By now, the hooper intelligentsia has matured in its coverage of free agency, although there are still some hesitancies about players who ask for "too many" trades—James Harden, Kyrie Irving, and Kevin Durant most notably. There are pointed questions and shrill finger-waggings about whether the player can ever find the athletic and competitive happiness he claims to seek, or the ring he is supposed to crave more than skin itself. That is Harden's current predicament, as his desire to leave Philadelphia is now compared to his desires to leave Houston and then Brooklyn and reminds us that in many eyes, player empowerment has distinct limits, like coaches’ challenges.
Lillard, though, has been badgered about not leaving soon enough, as though there is a window of loyalty that should never be either too open or too shut. And now that he has finally abandoned the notion that he can lift the Trail Blazers without more help than has been provided by two different general managers, he is getting more advice about what and where than any other player ever. Starting with, "Why didn't you do this three years ago?"
This is the price Lillard pays, apparently, for being the hot item on this summer's menu, with the notable exception that he is being passive-aggressively scolded for not having been the hot item two years ago. No other player has ever been propelled into the news cycle with the almost unanimous "What kept you?" he is getting now, in part because Portland isn't considered cool enough in NBA terms to have a player like Lillard, and hasn't been cool enough since Bill Walton roamed the earth in the days when the NBA itself wasn't cool enough.
The nuts and bolts of the story is that Lillard wants Miami, but Miami may not have the right package to send back to Portland. He kind of likes San Antonio, but he would have to forgo the immediate gratification of a ring because the Spurs aren't perceived as close enough to title contention even with the new designated manchild Victor Wembanyama. Utah is being floated as a longshot because Danny Ainge hoards draft picks the way your grandmother hoards pictures of you as a baby. He could even get stuck in Portland if GM Joe Cronin insists on a commensurate return, in which case Lillard will be held responsible for waiting until the wrong summer to ask for this.

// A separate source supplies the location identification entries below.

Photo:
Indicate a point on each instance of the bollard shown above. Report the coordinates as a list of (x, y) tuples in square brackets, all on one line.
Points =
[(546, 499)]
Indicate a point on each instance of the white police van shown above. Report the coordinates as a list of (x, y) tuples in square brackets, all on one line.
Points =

This is the new level of post-dated expertise that makes NBA free agency the marvel it is. It is a debating mechanism that is always shifting—from the present (who's going now) to the future (who's available next year or the year after that) and now the past. There aren't a lot of other options for new ground, quite frankly, not if you still want to be tethered to the linear nature of time. Damian Lillard will either find his happiness, or have it modified or maybe even deferred, but no matter what, he will be held responsible for not knowing 2023 in 2021. The shame must just lap at his eyelids every day.